= Molecular phenotyping =

Molecular phenotyping describes the technique of quantifying pathway reporter genes, i.e. pre-selected genes that are modulated specifically by metabolic and signaling pathways, in order to infer activity of these pathways.

In most cases, molecular phenotyping quantifies changes of pathway reporter gene expression to characterize modulation of pathway activities induced by perturbations such as therapeutic agents or stress in a cellular system in vitro. In such contexts, measurements at early time points are often more informative than later observations because they capture the primary response to the perturbation by the cellular system. Integrated with quantified changes of phenotype induced by the perturbation, molecular phenotyping can identify pathways that contribute to the phenotypic changes.

Currently molecular phenotyping uses RNA sequencing and mRNA expression to infer pathway activities.
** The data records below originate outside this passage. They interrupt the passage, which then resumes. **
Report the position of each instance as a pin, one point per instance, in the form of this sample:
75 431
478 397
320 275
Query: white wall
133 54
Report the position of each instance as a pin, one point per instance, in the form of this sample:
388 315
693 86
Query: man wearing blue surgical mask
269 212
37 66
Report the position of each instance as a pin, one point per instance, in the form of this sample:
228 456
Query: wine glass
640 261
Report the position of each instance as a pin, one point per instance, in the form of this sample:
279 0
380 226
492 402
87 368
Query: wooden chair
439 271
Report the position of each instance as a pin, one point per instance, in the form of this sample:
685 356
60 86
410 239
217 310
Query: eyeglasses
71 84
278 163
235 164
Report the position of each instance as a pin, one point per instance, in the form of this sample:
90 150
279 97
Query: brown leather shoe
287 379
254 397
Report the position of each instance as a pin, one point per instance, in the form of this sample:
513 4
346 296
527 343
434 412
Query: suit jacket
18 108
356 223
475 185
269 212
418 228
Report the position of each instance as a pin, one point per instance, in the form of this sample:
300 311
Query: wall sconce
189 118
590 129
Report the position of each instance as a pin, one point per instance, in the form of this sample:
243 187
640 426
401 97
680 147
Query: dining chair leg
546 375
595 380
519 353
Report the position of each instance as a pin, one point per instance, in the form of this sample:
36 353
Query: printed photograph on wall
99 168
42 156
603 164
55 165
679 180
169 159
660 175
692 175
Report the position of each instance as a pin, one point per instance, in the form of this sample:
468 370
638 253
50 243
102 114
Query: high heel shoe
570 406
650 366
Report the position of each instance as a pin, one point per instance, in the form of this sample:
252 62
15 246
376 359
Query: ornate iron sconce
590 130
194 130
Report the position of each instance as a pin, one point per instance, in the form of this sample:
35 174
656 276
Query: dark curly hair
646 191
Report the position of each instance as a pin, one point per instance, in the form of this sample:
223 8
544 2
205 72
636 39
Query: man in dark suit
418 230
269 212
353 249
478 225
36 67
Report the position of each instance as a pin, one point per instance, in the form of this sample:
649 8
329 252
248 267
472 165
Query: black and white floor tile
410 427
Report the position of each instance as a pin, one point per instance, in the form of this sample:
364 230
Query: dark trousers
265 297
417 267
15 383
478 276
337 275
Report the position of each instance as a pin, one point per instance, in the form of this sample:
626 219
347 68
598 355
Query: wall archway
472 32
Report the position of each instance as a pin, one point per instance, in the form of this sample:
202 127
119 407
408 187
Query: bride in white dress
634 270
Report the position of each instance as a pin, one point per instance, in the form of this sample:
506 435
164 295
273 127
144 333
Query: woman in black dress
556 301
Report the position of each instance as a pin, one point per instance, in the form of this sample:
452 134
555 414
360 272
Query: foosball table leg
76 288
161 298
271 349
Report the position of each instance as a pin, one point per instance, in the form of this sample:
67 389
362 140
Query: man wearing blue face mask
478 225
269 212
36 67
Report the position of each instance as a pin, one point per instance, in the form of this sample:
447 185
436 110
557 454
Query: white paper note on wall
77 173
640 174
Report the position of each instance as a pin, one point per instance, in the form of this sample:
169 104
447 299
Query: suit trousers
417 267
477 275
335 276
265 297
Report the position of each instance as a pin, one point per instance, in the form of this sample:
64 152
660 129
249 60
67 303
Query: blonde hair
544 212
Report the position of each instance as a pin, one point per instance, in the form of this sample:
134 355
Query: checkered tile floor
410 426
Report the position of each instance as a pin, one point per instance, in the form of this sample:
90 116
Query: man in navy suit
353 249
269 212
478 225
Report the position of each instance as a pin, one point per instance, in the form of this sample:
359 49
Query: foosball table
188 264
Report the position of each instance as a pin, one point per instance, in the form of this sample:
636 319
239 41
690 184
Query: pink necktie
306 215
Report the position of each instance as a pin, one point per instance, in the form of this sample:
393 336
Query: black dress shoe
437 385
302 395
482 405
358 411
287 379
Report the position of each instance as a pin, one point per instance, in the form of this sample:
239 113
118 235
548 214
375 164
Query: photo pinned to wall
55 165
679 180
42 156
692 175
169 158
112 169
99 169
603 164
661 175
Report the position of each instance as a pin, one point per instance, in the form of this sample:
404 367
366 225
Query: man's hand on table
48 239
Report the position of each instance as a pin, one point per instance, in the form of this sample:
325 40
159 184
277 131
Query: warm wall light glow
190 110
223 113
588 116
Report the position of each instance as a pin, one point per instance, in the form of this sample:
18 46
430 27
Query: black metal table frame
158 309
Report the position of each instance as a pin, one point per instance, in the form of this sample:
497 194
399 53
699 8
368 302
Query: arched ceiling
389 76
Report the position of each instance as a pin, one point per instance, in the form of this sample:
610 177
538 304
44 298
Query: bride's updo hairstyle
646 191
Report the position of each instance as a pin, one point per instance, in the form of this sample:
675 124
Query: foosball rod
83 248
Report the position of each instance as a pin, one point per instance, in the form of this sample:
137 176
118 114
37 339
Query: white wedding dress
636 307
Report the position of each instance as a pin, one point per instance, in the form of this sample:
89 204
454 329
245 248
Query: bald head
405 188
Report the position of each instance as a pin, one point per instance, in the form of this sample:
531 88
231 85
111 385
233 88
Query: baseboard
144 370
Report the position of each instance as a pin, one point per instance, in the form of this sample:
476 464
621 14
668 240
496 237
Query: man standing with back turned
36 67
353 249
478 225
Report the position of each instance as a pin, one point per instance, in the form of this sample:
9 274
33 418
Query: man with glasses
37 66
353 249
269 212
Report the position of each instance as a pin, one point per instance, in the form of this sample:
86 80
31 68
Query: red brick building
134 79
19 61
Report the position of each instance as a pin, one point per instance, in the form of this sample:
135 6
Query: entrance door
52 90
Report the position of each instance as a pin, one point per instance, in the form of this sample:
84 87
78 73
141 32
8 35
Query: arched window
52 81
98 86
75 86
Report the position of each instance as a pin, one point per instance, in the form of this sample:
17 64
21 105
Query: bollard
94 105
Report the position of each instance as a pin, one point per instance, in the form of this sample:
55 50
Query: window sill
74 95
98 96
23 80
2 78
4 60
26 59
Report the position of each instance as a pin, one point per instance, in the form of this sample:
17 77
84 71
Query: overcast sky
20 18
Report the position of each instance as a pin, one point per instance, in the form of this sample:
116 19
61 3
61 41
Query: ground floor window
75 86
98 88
Other technologies and readouts such as mass spectrometry and protein abundance or phosphorylation levels can be potentially used as well.

== Application in early drug discovery ==

Current data suggest that by quantifying pathway reporter gene expression, molecular phenotyping is able to cluster compounds based on pathway profiles and dissect associations between pathway activities and disease phenotypes simultaneously. Furthermore, molecular phenotyping can be applicable to compounds with a range of binding specificities and is able to triage false positives derived from high-content screening assays. Furthermore, molecular phenotyping allows integration of data derived from in vitro and in vivo models as well as patient data into the drug discovery process.